Back in 2000, when I started Archimon, I used a Sony Mavica digital camera for all pictures. It needed 3.5" diskettes that each could contain just over 1 megabyte of data, which was about ten pictures. Utterly primitive compared to today's technology, but back then it made it possible for me to take thousands of pictures of hundreds of buildings in dozens of places and build hundreds of pages with them. Well, the scope of this website soon changed (back then I used to cover profane architecture too) and I took quite a few pages with particularly bad pictures down "for maintenance", some of which never to return, while the camera itself was replaced in February 2002 and many churches were revisited in the following years. It's a miracle some of these ancient pictures are still left on this website, let alone that there still is a whole page with them. Especially since I announced the replacement of the last page already in 2011. Obviously I was wrong.
Actually there is still one such page left. See it here if you like. The pictures still hold up quite well, but there is a reason why not all four sides of the church are shown; the north side was just too shady for the Mavica to capture it well. Eventually this page will be renewed too.

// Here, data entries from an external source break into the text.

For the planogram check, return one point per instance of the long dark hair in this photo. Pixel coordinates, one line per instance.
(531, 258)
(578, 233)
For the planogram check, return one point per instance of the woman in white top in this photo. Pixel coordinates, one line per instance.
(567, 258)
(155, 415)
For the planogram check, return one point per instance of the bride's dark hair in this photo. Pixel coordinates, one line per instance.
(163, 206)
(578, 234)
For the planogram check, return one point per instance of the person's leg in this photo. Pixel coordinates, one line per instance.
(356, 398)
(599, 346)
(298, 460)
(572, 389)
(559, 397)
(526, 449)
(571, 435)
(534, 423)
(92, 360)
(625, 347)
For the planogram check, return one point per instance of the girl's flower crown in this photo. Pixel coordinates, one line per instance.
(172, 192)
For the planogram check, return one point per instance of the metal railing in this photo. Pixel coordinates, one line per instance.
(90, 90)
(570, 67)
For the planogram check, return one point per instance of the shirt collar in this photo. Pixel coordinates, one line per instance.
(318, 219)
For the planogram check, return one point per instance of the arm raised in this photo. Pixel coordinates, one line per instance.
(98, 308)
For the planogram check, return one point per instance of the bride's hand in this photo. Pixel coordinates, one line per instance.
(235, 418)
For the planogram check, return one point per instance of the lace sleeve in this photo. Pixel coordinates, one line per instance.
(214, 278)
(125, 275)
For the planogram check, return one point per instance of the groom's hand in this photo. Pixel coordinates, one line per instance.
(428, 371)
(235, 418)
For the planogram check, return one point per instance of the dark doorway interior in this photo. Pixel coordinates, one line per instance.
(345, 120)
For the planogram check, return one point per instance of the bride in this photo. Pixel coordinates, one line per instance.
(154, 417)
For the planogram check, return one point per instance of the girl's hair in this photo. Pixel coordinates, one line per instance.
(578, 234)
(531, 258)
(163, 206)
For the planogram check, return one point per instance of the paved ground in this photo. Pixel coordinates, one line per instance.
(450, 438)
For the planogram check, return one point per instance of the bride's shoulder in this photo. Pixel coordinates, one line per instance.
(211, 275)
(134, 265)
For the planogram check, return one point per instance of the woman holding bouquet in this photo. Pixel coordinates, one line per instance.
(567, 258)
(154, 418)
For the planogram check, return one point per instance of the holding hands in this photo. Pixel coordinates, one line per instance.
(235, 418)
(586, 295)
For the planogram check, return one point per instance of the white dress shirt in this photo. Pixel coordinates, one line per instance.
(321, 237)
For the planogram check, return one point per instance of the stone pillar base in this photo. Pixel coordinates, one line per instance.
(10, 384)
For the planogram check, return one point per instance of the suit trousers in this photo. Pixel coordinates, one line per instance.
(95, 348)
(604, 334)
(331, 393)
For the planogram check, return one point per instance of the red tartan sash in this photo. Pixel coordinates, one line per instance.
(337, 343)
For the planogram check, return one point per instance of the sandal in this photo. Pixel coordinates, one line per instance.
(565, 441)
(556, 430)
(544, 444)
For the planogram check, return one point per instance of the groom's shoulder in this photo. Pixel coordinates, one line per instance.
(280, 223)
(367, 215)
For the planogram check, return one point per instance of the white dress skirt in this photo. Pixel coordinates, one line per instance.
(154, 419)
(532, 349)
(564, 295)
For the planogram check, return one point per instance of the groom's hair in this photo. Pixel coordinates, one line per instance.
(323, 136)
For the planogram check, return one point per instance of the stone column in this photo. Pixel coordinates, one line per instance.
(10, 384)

Today's subject is the page about the St. Laurentiuskerk in Breda. It had some particularly bad Mavica pictures, all made on a cloudy day, supplemented with some reasonable pictures made with my second camera, the Nikon Coolpix 995. These pictures must have saved this page. But none of these pictures are left. Since moving to Breda three years ago I've had plenty of opportunities to take new pictures. From all sides, at different times of day. My Photoshop editing on them is a bit awkward, but I still think they're an improvement. And they show the inside as well. Also the description of the church is improved a bit. Strangely, I just couldn't find much more information about this big church, a work of two major architects even.